I had spent nearly every Saturday from November-March at a local ski hill, since I was in 1st grade. One of my friend's dad had been on the volunteer ski patrol for ages and talked me into joining as a Jr Patrol Candidate. The "Outdoor Emergency Care Technician" course by AAOS was based on the EMT course and met the DOT requirements. This gave me a foot in the door to expand my medical knowledge base and allowed me to network with other healthcare professionals.

The ski hill medical program director, was an ER physician and fellow patrolman, graciously offered to allow me to shadow him in ER. Through ny high school, I was able to secure a "school to work" internship at the ER, and was able to collect both school "elective" credits, and could rack up community service hours for my Senior project. I had completed all of the required classes at the school, and simply needed credit hours to graduate.
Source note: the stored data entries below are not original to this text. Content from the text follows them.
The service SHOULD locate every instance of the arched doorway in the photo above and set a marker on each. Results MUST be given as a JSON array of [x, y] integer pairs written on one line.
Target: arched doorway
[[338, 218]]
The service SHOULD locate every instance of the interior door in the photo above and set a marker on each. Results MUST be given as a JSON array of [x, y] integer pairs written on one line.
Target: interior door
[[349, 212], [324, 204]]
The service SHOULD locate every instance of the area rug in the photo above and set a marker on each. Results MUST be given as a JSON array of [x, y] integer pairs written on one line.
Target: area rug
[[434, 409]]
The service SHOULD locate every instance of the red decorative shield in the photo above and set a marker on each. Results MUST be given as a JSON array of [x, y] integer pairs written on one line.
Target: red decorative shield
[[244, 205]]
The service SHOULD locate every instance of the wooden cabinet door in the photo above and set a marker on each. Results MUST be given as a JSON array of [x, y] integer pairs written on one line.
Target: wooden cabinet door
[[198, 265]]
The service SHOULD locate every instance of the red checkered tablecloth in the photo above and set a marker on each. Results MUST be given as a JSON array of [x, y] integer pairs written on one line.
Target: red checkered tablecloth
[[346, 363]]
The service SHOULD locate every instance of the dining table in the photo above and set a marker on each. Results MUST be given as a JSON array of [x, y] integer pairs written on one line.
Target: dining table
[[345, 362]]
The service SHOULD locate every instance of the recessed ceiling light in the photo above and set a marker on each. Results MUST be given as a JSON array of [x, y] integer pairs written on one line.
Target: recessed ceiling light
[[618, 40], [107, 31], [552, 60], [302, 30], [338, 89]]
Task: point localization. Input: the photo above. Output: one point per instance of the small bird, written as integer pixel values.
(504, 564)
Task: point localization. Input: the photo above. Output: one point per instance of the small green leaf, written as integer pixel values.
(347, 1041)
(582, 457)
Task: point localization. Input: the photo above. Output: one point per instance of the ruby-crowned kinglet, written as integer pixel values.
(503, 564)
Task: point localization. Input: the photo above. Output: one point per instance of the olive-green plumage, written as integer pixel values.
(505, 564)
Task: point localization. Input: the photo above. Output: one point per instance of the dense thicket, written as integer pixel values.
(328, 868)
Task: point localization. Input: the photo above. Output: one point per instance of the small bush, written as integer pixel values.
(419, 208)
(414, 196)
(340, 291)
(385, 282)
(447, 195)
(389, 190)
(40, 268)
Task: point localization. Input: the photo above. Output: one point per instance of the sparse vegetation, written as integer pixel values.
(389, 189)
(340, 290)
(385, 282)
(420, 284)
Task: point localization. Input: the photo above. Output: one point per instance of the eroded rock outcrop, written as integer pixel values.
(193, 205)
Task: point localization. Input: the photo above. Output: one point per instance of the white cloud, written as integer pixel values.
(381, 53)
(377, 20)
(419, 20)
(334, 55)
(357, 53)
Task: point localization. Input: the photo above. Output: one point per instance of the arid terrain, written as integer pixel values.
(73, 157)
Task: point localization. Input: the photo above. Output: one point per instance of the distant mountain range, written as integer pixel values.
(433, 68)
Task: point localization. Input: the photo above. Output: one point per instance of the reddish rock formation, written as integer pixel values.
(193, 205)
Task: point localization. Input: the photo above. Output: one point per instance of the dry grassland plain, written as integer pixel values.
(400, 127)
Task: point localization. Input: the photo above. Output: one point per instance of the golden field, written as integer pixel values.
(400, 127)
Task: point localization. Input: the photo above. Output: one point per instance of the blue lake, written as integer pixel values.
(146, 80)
A few weeks into this, I realized the really interesting cases were coming in via the ALS ambulance service, so I approached the company and the school to see about ambulance ridealongs. The fall and winter of my senior year were spent M-F 8-5 on the Ambulance, and a mixture of weekends at the ski hill or the ER. During this time a First Responder (now called Emergency Medical Responder) class became available, so I took that class, as I hadn't graduated school yet so was ineligible for EMT.

I logged over 1,000 community service hours between the internships, ski patrol and fire department, and qualified for and won the Presidential Freedom Scholarship for Volunteering. These experiences gave me a laser focused plan on what direction I wanted to go after graduation.

I took my official EMT class that fall of 2004. Since that time I have worked or interned in many styles of EMS Systems: Fire based transport, Fire based first response, Private for profit, Private non-profit, Industrial non-transport at an underground Zinc mine, BLS event standby, BLS non-emergent transfer, ALS rendezvous, and even some time doing wheelchair van/Cabulance. I have been in and out of the industry a couple times, but have been active this time since 2009 when I began a degree track Paramedic school, and am currently a Paramedic Battalion Chief for a rural Fire department that transports 50+ minutes to critical access hospitals and 90 minutes to a Level II Trauma center.

I was a total nerd in high school, and didn't really fit in. I found a camaraderie and friends in Fire/EMS that I didn't have with school. That being said, the others are absolutely right, you only get to do high school once. You have your whole life to enjoy a career of your choosing.

Lastly, academically, push your self in the sciences, a functional understanding of Biology, Chemistry, Psychology, Communication and English Composition are tools you will use everyday as a Paramedic.